The Best and Worst of the 2018 Super Bowl Commercials |

The most controversial ad that appeared this Super Bowl Sunday was for Dodge Ram, its crassitude suggesting the limits of the corporate benevolence frequently promoted during many commercial breaks this year. The car company chose to juxtapose an excerpt from a Martin Luther King, Jr., sermon, titled “The Drum Major Instinct,” against a montage honoring family values, rugged masculinity, and knee-jerk nationalism. Brazenly obtuse, the commercial was, in tone, like a poster for Sleepy’s mattresses appropriating the “I Have a Dream” speech. By morning, a caustic remix had appeared on YouTube, layering King’s sharp critiques of advertising and consumer culture over Dodge’s imagery. Score one for the Internet.

The Super Bowl ad-watcher also noted a distinct lack of critters this year. The animal-themed Super Bowl commercial is a pleasant genre unto itself. A litter of puppies, or a madness of marmots, or a solitary hedgehog will deliver an urgent message about corn chips or data plans or hatchbacks, and it will be funny and cute. Even the Budweiser Clydesdales remained in the stable, as Anheuser-Busch, like a handful of other advertisers, instead publicized its honorable deeds.

In the Bud spot, a brewery manager’s phone rings at 3:42 A.M. He casts a protective glance at his stirring wife, splashes water on his face, and heads into work as a cover of “Stand by Me” coats a clean, industrial scene. With the push of a button, his production line switches from spewing beer into cans labelled “America” to packaging water destined for natural-disaster zones. Elsewhere, Matt Damon advised the viewer to purchase a Stella Artois stemmed glass, which, with a straight face, he identified as a “chalice,” to support a clean-water initiative in the developing world. I worry that these ads are harbingers of a global corporate state where all emergency services and public works will be underwritten by Bud Light Lime-a-Rita.

Though the new way to sell beer is to make ads inviting jokes about how watery the beer you sell is, the classic rules of selling soda pop still apply. The big Coca-Cola ad was a sun-glazed celebration of pluralism. The spot opens onto a game of Spin the Bottle. The bottle comes to rest pointing at a young man. The commercial shows the viewer’s optimism for his kiss, while actively discouraging any wondering about the gender of the person he’s kissing. We listen as the voice-over spills with a catalogue of preferred pronouns: “There’s a Coke for he and she and her and me . . .”

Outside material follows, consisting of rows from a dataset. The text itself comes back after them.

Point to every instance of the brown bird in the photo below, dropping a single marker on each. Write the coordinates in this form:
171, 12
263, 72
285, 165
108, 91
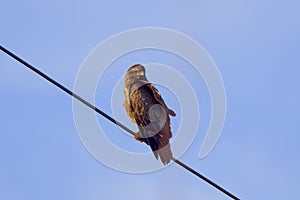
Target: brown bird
146, 108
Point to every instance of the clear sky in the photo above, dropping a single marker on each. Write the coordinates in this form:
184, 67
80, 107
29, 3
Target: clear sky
255, 45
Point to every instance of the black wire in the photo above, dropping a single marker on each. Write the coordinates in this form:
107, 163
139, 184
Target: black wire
109, 117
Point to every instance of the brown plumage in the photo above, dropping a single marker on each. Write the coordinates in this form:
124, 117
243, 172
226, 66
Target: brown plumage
147, 109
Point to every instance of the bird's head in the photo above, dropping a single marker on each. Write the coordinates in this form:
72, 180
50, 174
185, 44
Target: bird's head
136, 72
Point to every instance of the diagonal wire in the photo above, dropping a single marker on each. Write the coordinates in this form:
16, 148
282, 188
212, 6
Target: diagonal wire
76, 96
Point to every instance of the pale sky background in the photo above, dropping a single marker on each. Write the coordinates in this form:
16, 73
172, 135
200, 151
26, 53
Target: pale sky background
255, 45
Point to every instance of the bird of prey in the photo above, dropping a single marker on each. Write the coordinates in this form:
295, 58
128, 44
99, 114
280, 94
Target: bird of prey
146, 108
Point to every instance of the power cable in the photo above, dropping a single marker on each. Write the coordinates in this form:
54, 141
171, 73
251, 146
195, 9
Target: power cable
76, 96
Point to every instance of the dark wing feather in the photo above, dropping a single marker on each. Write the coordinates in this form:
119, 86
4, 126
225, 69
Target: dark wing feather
155, 135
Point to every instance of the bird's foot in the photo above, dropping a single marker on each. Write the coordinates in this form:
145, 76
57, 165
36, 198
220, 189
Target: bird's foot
138, 139
138, 136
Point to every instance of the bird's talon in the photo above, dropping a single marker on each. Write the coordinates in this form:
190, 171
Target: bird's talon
138, 139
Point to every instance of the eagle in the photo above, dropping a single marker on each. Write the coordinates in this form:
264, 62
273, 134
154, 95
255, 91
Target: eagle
147, 109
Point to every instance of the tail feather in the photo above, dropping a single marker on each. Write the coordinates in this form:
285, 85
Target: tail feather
164, 153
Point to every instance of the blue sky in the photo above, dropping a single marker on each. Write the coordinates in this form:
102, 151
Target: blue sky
255, 45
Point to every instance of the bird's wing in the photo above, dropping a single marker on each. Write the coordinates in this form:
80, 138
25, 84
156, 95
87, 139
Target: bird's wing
158, 98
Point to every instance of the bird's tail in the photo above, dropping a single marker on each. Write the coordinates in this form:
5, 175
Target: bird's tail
164, 153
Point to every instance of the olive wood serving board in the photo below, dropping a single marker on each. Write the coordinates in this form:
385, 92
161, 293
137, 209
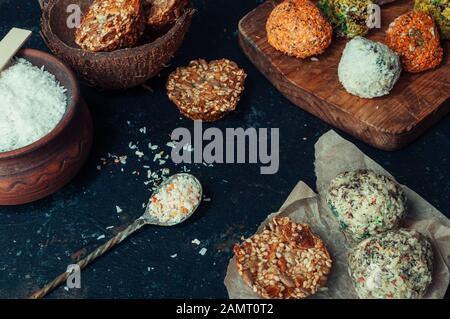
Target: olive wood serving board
389, 123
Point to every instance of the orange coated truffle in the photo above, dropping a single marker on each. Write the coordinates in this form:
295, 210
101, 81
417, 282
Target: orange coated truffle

The Coke commercial represents the natural progression of a brand identity that began with the famous 1971 ad “Hilltop,” with its pluralistic choir chiming “Buy the World a Coke.” Coca-Cola’s long heritage of making noise about bringing people together gives it an edge over the many other Super Bowl advertisers that profess related values. This year’s ad was the kind of Coke ad to remind you of Andy Warhol’s praise for the cola as a great American beverage. In “The Philosophy of Andy Warhol,” the artist wrote, “You can be watching TV and see Coca-Cola, and you know that the President drinks Coke, Liz Taylor drinks Coke, and just think, you can drink Coke, too. A Coke is a Coke and no amount of money can get you a better Coke than the one the bum on the corner is drinking.”

The most distinct ad had to be the one for Diet Coke, directed by Paul Feig, with the aid of an actress enjoying a slender can of a new fruit flavor called Twisted Mango. The wardrobe designers were clearly emulating the dress sense of Greta Gerwig. Sometimes an ad is simply a cultural weather report.

There was also a telling symmetry between a first-quarter ad for Sprint and a fourth-quarter ad for Amazon Alexa. In the former, Sprint earns the business of a roboticist after he is mocked by his own android, and her lab full of bullying A.I. friends, for having a Verizon plan. The Alexa ad opens as a burlesque of a disaster film. Alexa, the virtual assistant, has lost her voice, and Jeff Bezos is reassured by his underlings that they’ve got good a good fix. Alexa is replaced, in the ad, by pop personalities, including the celebrity chef Gordon Ramsay, who berates a customer for his ignorance of how to make a grilled cheese, and the hip-hop phenom Cardi B, who cackles at an astronomy problem posed by a boy doing his homework: “How far is Mars? How am I supposed to know? I never been there.” Each ad cheerfully channels an anxiety about the cruelty of talking machines. Maybe the Super Bowl was short on animals this year because we humans are fretting a bit about our fitness as pets.